Seorang wartawan lepas bernama Gerald (Jeffery Dean Morgan) mendapatkan tawaran pekerjaan untuk menulis cerita tentang sebuah kampung bernama Benfield. Di tempat yang sama ada sebuah Chapel dimana Father Hagan dan keponakannya, Alice, tinggal. Tokoh Alice yang diperankan oleh Cricket Brown sudah tidak dapat berbicara dan mendengar sejak lahir.
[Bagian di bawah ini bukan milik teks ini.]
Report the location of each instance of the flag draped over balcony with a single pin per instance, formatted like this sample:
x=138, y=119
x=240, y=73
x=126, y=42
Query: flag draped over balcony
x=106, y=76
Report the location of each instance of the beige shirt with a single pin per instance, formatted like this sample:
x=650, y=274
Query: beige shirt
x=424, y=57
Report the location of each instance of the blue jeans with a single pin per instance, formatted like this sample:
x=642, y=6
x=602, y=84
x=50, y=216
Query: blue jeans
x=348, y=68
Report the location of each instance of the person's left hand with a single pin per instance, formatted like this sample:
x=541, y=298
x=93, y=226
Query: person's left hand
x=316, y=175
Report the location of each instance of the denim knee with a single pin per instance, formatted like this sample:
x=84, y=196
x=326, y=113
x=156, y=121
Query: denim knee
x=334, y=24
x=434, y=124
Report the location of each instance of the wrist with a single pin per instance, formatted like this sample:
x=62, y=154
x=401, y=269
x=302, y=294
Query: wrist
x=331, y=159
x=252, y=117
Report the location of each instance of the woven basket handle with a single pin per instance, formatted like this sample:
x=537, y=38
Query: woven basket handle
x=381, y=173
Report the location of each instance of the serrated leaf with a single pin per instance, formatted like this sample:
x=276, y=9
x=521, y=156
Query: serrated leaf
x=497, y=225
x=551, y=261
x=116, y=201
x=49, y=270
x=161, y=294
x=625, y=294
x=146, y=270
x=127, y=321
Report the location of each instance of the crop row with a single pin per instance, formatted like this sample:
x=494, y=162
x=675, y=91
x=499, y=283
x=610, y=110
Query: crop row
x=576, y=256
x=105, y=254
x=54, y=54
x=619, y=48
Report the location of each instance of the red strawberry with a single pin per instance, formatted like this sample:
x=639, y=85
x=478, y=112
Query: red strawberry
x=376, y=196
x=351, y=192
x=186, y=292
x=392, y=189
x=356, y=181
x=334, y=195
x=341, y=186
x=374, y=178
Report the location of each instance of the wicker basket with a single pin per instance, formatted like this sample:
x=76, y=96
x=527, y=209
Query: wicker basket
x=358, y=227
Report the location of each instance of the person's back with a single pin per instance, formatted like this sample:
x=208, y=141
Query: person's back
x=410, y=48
Awalnya Gerald hanya mewawancarai seorang penggembala sapi di Benfield, namun dia memerlukan sebuah cerita yang cukup menarik untuk majalah occultisme. Tiba-tiba, Gerald melihat sebuah pohon di tengah ladang di samping Chapel tempat Father Hagan dan Alice tinggal. Di bagian bawah pohon itu, Gerald menemukan boneka yang disebut orang kampung Benfield sebagai corndoll. Biasanya, boneka itu ditempatkan di ladang untuk membawa keberuntungan dan panen yang melimpah. Namun, boneka yang ditemukan Gerald sangat aneh. Boneka itu dirantai dan diberi tanggal 31 Februari 1845.
Demi mendapatkan cerita yang menarik, Gerald mencoba mengarang cerita kalau boneka tersebut adalah sebuah talisman (semacam jimat) kemudian menginjak kepala boneka hingga pecah. Di saat hampir bersamaan, penggembala sapi yang sedang berada bersamanya, meyakini kalau ada yang aneh dengan boneka tersebut. Tapi, dia tetap bekerja sama dengan Gerald, berpura-pura dan berpose seolah dia yang menemukan boneka itu dalam keadaaan rusak.
Malam hari, dalam perjalanan kembali ke Hotel, Gerald dikejutkan oleh Alice yang tiba-tiba berdiri di tengah jalan. Saat Gerald berusaha berbicara dengannya, Alice dengan sendirinya berjalan ke arah pohon dan berbicara dengan seseorang. Di malam yang sama, Gerald mengetahui dari Dr. Natalie (Katie Aselton) kalau Alice menderita semacam penyakit sejak masih bayi, yang menyebabkan gadis itu menjadi tuna rungu dan tuna wicara.
Hal itu adalah awal dari keanehan yang terjadi di Benfield. Gadis bisu yang tiba-tiba bisa berbicara menggegerkan seisi Benfield. Kemudian Alice juga mulai membuat mukjizat-mukjizat atas nama Bunda Maria. Gereja sampai turun tangan untuk menyelidiki apakah pohon yang membuat Alice dapat berbicara dan melakukan mukjizat benar bisa dianggap sebagai shrine (tempat suci).
Film ini mengambil arah yang sedikit berbeda dari film horor yang membawa unsur-unsur keagamaan dan kesurupan seperti Deliver Us From Evil, The Conjuring atau The Nun. Iblis atau hantu dalam film ini nggak vulgar. Penonton juga jadi dibuat bertanya-tanya bersama Gerald, apakah memang sosok Maria dalam film ini benar-benar Bunda Maria atau sesuatu yang "lain." Memang film ini sempat menjadi buah pembicaraan saat masih tayang di bioskop tahun lalu. Sayangnya, karena pandemi, saya baru sempat menontonnya di Netflix.
Kelebihan dari The Unholy saya rasa terletak dari tata suaranya. Beberapa adegan yang mempertontonkan bisikan "Maria" sungguh membuat saya merinding. Ceritanya lumayan segar dengan pembawaan tokoh yang diperankan Jeffery Dean Morgan yang lumayan sarkastik dan seorang atheist.
Film ini nggak lepas dari beberapa kekurangan. Misalnya, ada beberapa jump scare yang sebenernya nggak perlu ada dalam film (soalnya nggak efektif). Kemudian ada juga beberapa plot point yang terkesan dilambat-lambatkan agar durasi film bisa lebih panjang. Bagian ending dari film ini juga akan terkesan "maksa" bagi sebagian orang, tapi sisanya...mungkin akan merasa sebaliknya. Kemudian saya juga merasa film ini terlalu "halus" untuk genre horor. Rasanya lebih mirip seperti film drama daripada horor. Mungkin kalau takut banget sama wajah-wajah hantu yang mengerikan, dalam The Unholy hantunya sama sekali nggak seram. Bahkan saya rasa ada unsur-unsur cewek animenya.